Rep. Ron Simmons (R-Carrollton) filed House Bill 25, which would eliminate the option of voting for every candidate of a given party by making a single mark on the ballot, known as straight-party or straight-ticket voting. It is identical to House Bill 433, also filed by Simmons, but its new number suggests priority status.
Earlier this month, Speaker Joe Straus (R-San Antonio) said he favored eliminating straight-party voting.
Texas is one of 10 states to use a straight-party option, and Texans use the straight-party option more than voters of any other state. More than 5.6M straight-party votes were cast in the November general election, up from just short of 5M straight-party votes cast in 2012 and 4.5M cast in 2008. In 2016, a record 63% of all votes cast were straight-party votes.

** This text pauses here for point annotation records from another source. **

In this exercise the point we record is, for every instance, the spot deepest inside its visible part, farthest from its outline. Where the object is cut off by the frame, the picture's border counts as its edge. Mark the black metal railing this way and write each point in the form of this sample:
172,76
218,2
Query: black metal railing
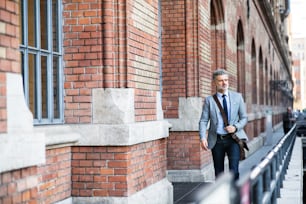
262,184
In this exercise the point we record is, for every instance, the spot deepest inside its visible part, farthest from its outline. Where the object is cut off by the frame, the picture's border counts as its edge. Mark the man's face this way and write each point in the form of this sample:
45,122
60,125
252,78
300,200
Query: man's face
221,83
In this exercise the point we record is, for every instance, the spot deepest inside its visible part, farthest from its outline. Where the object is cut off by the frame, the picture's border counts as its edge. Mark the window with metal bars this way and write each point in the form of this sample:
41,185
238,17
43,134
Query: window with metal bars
41,59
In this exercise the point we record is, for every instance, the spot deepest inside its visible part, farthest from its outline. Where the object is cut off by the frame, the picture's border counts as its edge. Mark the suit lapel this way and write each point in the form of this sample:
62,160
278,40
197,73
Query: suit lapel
232,105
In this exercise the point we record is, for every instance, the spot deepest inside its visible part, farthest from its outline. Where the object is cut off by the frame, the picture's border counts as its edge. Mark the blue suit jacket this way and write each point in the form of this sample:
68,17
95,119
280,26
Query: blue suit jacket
209,119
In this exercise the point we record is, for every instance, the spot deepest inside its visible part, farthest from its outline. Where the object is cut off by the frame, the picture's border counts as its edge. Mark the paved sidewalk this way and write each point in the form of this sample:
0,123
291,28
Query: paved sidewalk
293,184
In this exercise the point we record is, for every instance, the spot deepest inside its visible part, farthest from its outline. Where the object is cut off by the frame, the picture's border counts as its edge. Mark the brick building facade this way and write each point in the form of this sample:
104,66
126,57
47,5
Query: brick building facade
100,99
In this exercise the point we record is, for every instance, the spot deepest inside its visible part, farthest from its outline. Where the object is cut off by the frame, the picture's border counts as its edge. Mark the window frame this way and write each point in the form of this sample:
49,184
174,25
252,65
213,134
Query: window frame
51,55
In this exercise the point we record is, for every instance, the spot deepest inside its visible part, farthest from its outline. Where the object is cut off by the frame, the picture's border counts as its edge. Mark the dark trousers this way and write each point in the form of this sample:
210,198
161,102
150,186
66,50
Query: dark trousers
231,148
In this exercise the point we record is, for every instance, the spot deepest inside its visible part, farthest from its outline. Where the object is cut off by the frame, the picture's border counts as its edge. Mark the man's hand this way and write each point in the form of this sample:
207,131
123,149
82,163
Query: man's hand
204,144
230,129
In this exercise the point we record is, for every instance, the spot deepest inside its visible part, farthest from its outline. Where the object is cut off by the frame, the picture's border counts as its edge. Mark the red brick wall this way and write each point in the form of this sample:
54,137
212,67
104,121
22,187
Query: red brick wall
105,48
183,151
174,51
9,44
55,176
47,183
82,57
117,171
3,111
19,186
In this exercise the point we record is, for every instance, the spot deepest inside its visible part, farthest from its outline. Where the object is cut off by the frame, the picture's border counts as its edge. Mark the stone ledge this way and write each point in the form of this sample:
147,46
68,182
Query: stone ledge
58,135
121,134
160,192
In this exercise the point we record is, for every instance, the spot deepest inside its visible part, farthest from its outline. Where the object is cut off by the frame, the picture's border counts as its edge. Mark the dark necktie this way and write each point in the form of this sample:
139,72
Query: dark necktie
225,106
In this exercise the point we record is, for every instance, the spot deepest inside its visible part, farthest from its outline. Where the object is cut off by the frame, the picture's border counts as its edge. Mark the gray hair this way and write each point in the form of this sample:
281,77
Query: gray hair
219,72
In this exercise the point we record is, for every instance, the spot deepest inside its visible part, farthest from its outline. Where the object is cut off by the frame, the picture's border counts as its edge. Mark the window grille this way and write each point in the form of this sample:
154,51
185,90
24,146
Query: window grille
41,59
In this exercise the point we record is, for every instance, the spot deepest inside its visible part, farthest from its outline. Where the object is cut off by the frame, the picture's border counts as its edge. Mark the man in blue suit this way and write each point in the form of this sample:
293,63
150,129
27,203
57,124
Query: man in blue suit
214,133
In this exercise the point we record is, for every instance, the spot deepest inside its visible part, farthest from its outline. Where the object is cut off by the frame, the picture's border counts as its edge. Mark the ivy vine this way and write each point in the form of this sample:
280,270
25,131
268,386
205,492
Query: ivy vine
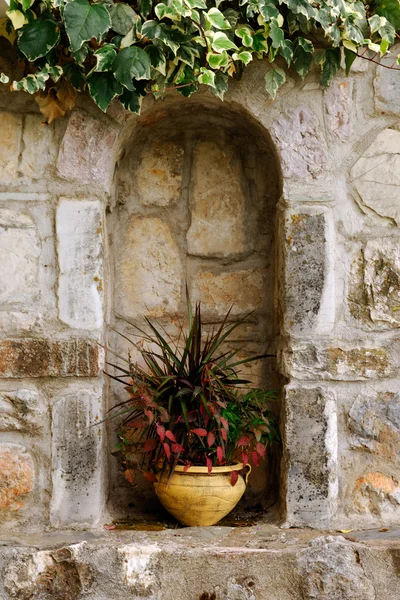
129,49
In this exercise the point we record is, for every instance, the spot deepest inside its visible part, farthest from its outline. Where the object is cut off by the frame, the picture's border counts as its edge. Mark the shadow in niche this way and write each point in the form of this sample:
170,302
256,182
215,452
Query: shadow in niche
197,189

We estimate that Texans cast approximately 3M straight-party Republican and 2.5M straight-party Democratic votes, based on data collected from 243 counties. We estimate that Texans cast approximately 75K straight-party Libertarian and 30K straight-party Green votes, based on data collected from the state’s 25 most populous counties.
In 30 counties, at least two out of every three votes cast was a straight-party vote. This is more than triple the number of counties with similar straight-party voting rates in 2012 and potentially 10 times the number from 2008. High rates of straight-party voting are not limited to large counties. In Donley Co., more than four out of every five votes cast was a straight-party vote.